Stay away from exotic investments
If you are a beginning investor, you will want to stick with the basics as listed above. Stay away from any temptation there may be to engage in options, day trading, or any other investment strategies that represent significantly higher risk.
Go with funds when ever possible
The stars of Wall Street are the expert stock pickers. But you don’t need to be one to be a successful investor. Rather than getting into individual stocks, hold mutual funds and ETFs instead. They do the stock picking for you, and you pay a lot less in transaction fees than if you try to assemble a large portfolio of stocks yourself.

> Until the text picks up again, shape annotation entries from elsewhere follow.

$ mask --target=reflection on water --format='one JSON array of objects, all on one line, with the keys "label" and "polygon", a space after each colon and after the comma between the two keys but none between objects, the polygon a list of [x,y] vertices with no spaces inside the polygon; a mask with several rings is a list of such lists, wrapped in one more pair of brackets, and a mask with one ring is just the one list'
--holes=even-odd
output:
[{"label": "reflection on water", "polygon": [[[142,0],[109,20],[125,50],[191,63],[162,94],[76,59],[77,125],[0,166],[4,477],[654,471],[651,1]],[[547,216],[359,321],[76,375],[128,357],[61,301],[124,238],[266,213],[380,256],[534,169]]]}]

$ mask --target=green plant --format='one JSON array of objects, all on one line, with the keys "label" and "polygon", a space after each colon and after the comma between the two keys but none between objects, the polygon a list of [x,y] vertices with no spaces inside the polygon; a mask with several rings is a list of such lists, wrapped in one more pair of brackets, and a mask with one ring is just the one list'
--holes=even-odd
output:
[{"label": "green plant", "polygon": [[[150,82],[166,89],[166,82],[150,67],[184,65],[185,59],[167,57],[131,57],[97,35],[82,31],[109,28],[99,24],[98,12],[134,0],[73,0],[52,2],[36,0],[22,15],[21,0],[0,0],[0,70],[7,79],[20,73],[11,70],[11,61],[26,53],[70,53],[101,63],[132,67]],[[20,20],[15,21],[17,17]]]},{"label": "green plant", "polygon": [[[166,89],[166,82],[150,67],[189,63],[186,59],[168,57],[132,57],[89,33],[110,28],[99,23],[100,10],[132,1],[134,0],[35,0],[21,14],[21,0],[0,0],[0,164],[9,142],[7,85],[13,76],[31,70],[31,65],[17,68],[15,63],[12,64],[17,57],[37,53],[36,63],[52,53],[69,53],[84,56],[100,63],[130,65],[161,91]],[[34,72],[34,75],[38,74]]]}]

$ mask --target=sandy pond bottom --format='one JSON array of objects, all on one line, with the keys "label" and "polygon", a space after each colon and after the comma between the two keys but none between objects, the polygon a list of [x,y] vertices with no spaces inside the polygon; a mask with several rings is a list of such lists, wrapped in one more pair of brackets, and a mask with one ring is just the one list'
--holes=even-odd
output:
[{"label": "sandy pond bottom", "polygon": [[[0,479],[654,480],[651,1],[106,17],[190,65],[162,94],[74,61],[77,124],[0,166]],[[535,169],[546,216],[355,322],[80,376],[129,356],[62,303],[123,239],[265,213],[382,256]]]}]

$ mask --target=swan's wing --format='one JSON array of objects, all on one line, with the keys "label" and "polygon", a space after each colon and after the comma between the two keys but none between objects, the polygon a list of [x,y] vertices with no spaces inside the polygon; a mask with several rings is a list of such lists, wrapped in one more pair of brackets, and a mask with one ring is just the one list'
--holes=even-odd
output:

Add to your portfolio on a continuous basis
Investing isn’t about reaching a certain portfolio size. It is a process of continuous growth. That growth should come from two directions: from investment earnings, and from additional contributions. Make sure that you continue to fund your portfolio on a regular basis. That will be especially important to the growth of the portfolio during times when the stock market is doing poorly.
Adopt the long-term view
No matter what, you have to adopt a long-term view when it comes to investing. There will be times when your investment portfolio is down, and you will need to look past the moment and continue to focus on long-term growth. Virtually every bear market in history has eventually turned into a bull market. That’s exactly what you should be waiting for anytime the market is down. The biggest benefits always come from those who invest for decades, and not years or months.
Investing Involves Risk
We’ve talked some about how investments, particularly stocks, can go through down cycles. This is part of the risk that is inherent in investing of all types. Unless you are investing your money in fixed income assets, there are no guarantees that any single investment will be profitable.
Coming to grips with this risk is an integral part of the investing process. You can’t panic anytime an investment is down, or even when your entire portfolio is down. Recognize that declines are completely normal with investing.
In fact, some of the very best investing opportunities will come on the heels of major stock market declines. At that point, you’ll be buying up stocks at depressed prices because everyone else has sold out. Once the market begins turning up again, you can be on a virtual elevator ride to the top.
But risk is also the primary reason we need to diversify. It would be great to have 100% of your money invested in stocks during a bull market. But when the market turns negative, you will be completely exposed to the risk of declines. For this reason, at least some of your money has to be invested outside of stocks.
Understand the risks of investing, but also the necessities that we discussed earlier. Start small, and continue building your nest egg. Diversify into multiple investments, and be prepared to ride out the rough spots. Always continue adding to your portfolio, and looking for new investment opportunities. Investing is nothing more complicated than that.
If you can get a handle on that process, you’ll be well on your way to become a successful investor.